台湾の自然や歴史についてのエッセーです。

霧社事件(2)

2013年06月08日 | 歴史

 なぜ、セデック族が蜂起したかについては、日本統治時代の山地行政、つまり未開の土地に暮らす原住民の取り扱いについての背景を知らなければならない。

 まず大きな歴史の流れからいえば、17世紀はじめ頃、異民族の満州族に追われた漢人が大陸から台湾に入植するようになる。鄭成功がオランダ人を台湾から追い払った頃のことだ。文明化された漢人の流入により、未開の原住民は山地に追いやられる。何千年も住み続けてきた祖先の土地が、少しずつ漢人により奪い取られてきたわけである。
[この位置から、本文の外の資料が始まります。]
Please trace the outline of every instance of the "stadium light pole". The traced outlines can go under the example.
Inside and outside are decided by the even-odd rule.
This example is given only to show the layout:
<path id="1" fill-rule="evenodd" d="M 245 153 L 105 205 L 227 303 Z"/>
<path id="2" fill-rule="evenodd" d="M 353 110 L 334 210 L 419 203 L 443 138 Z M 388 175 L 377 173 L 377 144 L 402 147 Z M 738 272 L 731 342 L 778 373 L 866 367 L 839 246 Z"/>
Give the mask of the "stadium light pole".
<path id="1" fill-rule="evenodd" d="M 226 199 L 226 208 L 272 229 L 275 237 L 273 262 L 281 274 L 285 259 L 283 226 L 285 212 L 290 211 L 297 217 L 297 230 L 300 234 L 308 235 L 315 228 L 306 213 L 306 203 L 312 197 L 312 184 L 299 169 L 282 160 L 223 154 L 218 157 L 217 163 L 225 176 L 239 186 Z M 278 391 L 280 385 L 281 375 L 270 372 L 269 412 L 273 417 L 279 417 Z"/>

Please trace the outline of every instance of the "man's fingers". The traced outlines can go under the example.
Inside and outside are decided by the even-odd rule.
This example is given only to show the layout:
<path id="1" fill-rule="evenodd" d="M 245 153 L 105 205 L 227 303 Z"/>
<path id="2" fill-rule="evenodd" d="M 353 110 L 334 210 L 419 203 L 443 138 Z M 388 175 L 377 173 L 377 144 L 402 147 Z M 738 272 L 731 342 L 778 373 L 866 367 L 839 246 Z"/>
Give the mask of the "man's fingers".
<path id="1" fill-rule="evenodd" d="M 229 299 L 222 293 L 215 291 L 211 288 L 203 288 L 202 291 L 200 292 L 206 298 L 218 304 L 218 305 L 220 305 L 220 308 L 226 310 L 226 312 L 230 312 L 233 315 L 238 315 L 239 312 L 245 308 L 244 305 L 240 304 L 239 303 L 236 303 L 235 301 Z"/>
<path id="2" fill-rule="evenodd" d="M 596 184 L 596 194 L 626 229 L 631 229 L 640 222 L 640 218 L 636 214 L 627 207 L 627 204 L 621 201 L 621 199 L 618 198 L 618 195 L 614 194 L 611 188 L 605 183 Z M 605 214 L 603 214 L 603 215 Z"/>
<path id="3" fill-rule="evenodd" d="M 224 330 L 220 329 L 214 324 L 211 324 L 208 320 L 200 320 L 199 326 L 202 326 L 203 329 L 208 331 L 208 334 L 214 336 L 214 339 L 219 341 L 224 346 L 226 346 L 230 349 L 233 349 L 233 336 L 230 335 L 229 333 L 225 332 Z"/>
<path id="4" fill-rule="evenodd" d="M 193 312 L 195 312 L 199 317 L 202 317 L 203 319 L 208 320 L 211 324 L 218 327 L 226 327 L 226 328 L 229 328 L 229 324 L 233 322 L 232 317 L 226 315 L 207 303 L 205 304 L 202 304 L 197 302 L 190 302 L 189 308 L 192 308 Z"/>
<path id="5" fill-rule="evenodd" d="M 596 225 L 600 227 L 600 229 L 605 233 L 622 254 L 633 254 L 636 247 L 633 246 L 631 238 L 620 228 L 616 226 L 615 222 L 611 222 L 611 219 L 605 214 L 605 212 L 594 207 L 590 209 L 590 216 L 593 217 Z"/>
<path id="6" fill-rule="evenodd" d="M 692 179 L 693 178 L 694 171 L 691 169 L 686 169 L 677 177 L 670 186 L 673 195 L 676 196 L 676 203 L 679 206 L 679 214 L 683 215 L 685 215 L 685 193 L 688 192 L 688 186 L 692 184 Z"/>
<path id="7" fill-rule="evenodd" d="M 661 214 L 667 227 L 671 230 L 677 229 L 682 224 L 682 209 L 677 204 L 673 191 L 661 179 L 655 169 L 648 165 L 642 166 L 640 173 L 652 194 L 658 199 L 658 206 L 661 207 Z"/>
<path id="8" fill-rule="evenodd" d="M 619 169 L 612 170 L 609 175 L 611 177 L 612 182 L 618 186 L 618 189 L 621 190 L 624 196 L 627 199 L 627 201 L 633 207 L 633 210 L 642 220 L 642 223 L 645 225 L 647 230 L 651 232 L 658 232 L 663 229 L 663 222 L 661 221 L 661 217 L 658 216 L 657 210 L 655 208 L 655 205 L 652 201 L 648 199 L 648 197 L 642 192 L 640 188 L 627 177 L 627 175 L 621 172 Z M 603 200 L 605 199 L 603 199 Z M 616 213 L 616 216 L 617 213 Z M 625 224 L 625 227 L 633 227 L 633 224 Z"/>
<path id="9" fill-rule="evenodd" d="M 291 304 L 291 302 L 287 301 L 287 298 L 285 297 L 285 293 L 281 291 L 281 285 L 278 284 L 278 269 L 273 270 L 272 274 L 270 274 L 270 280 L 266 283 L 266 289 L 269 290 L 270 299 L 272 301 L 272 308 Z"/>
 1895年、日清戦争後の下関条約により、台湾は日本に割譲され、日本の植民地としての時代が始まる。それまでは、原住民は山地に追いやられてはいたが、漢人との住み分けはできており、それなりの自主的な生活はできていたが、日本統治時代が始まると、原住民の自治はなくなり、何をするにも日本人の命令のもとでしか行えなくなった。日本は植民地経営として、山林資源を重要視し、大規模な開発を始める。交通を円滑するために鉄道や道路を整備し、西から中央山脈を超えて太平洋に達する東西横断道路の建設などをはじめた。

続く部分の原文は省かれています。